(MC) If the compound interest on $1000 for two years at 9% p.a., payable half-yearly is $x, find x.
A) 1000x9/100x2
B) 1000(1+9/100)⁴
C) 1000(1+4.5/100)⁴
D) 1000(1+9/100)²-1000
E) 1000(1+4.5/100)⁴-1000
To find the compound interest on $1000 for two years at 9% p.a., payable half-yearly, we can use the formula:
A = P(1 + r/n)^(nt)
Where:
A = the final amount after interest
P = the principal amount (the initial amount)
r = annual interest rate (as a decimal)
n = number of times that interest is compounded per year
t = number of years
In this case, the principal amount (P) is $1000, the annual interest rate (r) is 9% (0.09 as a decimal), and the interest is compounded half-yearly, so n = 2 (twice a year). The time period (t) is 2 years.
Plugging in these values, we have:
A = 1000(1 + 0.09/2)^(2*2)
= 1000(1 + 0.045)^(4)
= 1000(1.045)^4
Therefore, the compound interest is equal to the final amount minus the principal amount, so the answer is:
E) 1000(1+4.5/100)⁴-1000
To find the compound interest on $1000 for two years at 9% p.a., payable half-yearly, we need to use the compound interest formula:
A = P(1 + r/n)^(nt)
where:
A = final amount
P = principal amount (initial investment)
r = annual interest rate (in decimal form)
n = number of times interest is compounded per year
t = number of years
In this case, the principal amount is $1000, the annual interest rate is 9% (or 0.09), interest is compounded semi-annually (n = 2), and the time period is 2 years (t = 2).
Plugging in the values into the formula, we get:
A = 1000(1 + 0.09/2)^(2*2)
Simplifying further:
A = 1000(1 + 0.045)^(4)
Now, let's calculate this:
A = 1000(1.045)^(4)
A = 1000(1.1932025)
A ≈ $1193.20
The final amount after two years is approximately $1193.20.
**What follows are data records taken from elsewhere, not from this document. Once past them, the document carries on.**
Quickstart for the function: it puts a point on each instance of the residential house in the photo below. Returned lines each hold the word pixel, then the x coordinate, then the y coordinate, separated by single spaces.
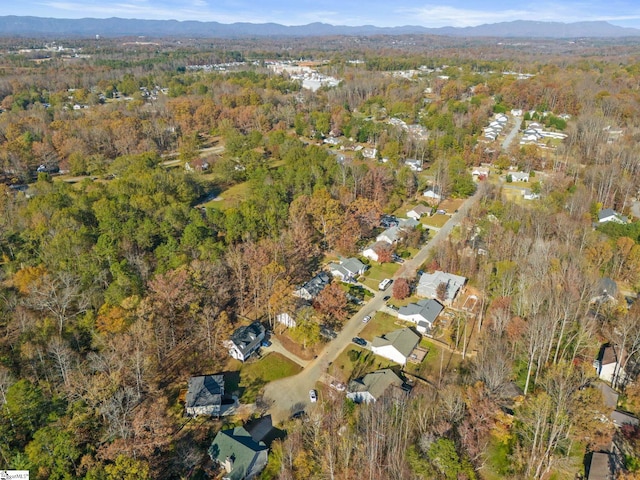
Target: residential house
pixel 348 269
pixel 245 341
pixel 414 164
pixel 610 215
pixel 423 313
pixel 313 287
pixel 373 385
pixel 418 212
pixel 608 364
pixel 600 467
pixel 375 250
pixel 262 430
pixel 480 172
pixel 397 345
pixel 519 176
pixel 241 457
pixel 204 395
pixel 429 282
pixel 432 195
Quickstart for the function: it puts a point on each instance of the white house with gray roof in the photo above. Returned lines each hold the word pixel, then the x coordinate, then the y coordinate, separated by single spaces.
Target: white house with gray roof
pixel 397 345
pixel 392 235
pixel 429 282
pixel 373 385
pixel 422 313
pixel 311 289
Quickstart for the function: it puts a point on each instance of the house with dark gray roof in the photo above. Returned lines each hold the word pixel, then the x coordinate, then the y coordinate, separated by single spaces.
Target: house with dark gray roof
pixel 423 313
pixel 241 457
pixel 245 341
pixel 373 385
pixel 600 467
pixel 610 215
pixel 204 395
pixel 397 346
pixel 312 288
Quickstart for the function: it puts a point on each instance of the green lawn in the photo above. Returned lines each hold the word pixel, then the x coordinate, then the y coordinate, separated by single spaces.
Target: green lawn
pixel 380 324
pixel 378 272
pixel 436 220
pixel 350 365
pixel 255 375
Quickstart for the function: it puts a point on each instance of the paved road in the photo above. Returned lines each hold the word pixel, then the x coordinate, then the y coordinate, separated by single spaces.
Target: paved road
pixel 289 395
pixel 512 134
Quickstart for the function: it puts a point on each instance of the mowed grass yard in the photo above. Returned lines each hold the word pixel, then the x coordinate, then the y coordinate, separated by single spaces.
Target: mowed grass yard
pixel 436 220
pixel 256 374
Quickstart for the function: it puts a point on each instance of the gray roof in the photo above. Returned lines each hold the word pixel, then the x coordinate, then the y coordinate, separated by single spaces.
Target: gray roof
pixel 376 383
pixel 606 212
pixel 314 286
pixel 428 309
pixel 349 267
pixel 245 338
pixel 205 390
pixel 609 395
pixel 260 428
pixel 237 444
pixel 620 418
pixel 403 340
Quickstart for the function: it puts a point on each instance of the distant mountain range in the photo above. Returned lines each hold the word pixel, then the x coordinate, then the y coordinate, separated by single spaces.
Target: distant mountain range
pixel 120 27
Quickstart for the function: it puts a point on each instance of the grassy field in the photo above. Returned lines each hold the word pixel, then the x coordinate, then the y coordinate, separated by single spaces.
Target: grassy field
pixel 436 220
pixel 355 362
pixel 255 375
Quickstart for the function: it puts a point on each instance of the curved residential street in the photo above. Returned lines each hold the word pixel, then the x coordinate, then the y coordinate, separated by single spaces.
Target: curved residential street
pixel 290 395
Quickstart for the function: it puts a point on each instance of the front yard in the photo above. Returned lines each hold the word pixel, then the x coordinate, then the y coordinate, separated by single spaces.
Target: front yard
pixel 257 373
pixel 436 220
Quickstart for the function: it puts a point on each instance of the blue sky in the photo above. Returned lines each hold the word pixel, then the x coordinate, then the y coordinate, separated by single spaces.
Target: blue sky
pixel 383 13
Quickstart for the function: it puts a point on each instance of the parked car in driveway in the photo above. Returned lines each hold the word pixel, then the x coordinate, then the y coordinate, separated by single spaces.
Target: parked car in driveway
pixel 359 341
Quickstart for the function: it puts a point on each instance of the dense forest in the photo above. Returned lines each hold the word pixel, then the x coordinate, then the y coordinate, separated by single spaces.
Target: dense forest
pixel 123 272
To find the compound interest, we subtract the principal amount from the final amount:
Compound Interest (x) = A - P
x = 1193.20 - 1000
x = $193.20
Therefore, the compound interest on $1000 for two years at 9% p.a., payable half-yearly is $193.20.
Looking at the answer choices, the correct answer is option E) 1000(1 + 4.5/100)⁴ - 1000.